41. The sheet buffering apparatus according to claim 35 wherein said buffering station comprises a step formed in said first guide member of said stationary spaced apart curvilinear guide members for positioning said trailing edge of said first sheet laterally entirely off of said sheet path permitting said second sheet to be received along said sheet path avoiding contact with said trailing edge of the first sheet.

42. A method of sheet buffering comprising:

providing at least one pair of stationary spaced apart curvilinear guide members defining a sheet travel path therebetween;

providing a first paper feeding nip downstream of said at least one pair of spaced apart guide members in said sheet travel path;

feeding the leading edge of said first sheet into said first paper feeding nip;

moving the trailing edge of said first sheet laterally out of said sheet travel path; and,

urging a leading edge of a second sheet into said pair of spaced apart guide members and along said sheet travel path lapping the trailing edge of said first sheet.

43. The method of sheet buffering according to claim 42 further comprising providing a first guide member of said at least one pair of stationary spaced apart curvilinear guide members with an expanded step portion defining a sheet buffering station receiving said trailing edge of said first sheet moved out of said sheet travel path.

44. The method of sheet buffering according to claim 43 wherein the step of moving the trailing edge of said first sheet out of said sheet travel path includes the step of urging the first sheet into the step portion of the first guide member of said at least one pair of stationary spaced apart curvilinear guide members.

45. The method of sheet buffering according to claim 44 wherein the step of urging the first sheet into the step portion of the first guide member of said at least one pair of stationary spaced apart curvilinear guide members includes urging the first sheet into the step portion with a second guide member of said at least one pair of stationary spaced apart curvilinear guide members.

46. The method of sheet buffering according to claim 44 wherein the step of urging the first sheet includes the step of urging the first sheet into the step portion with a spring member on a second guide member of said at least one pair of stationary spaced apart curvilinear guide members.

47. The method of sheet buffering according to claim 45 wherein the step of urging the leading edge of the second sheet into said at least one pair of stationary spaced apart curvilinear guide members and along said sheet travel path includes the step of feeding the leading edge of the second sheet in between said trailing edge of said first sheet and said second guide member of said at least one pair of stationary spaced apart curvilinear guide members.

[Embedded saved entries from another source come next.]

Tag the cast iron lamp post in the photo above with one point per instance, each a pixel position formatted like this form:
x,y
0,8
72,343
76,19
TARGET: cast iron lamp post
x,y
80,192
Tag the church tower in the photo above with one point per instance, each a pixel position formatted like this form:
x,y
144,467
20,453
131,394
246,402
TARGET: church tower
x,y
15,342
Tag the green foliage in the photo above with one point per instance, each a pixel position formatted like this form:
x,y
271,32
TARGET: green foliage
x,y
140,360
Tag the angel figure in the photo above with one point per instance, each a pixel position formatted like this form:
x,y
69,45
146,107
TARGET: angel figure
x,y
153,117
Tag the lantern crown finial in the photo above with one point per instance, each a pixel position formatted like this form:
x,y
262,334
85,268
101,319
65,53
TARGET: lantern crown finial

48. The method of sheet buffering according to claim 46 wherein the step of urging the leading edge of the second sheet into said at least one pair of stationary spaced apart curvilinear guide members and along said sheet travel path includes the step of feeding the leading edge of the second sheet in between said trailing edge of said first sheet and said second guide member of said at least one pair of stationary spaced apart curvilinear guide members.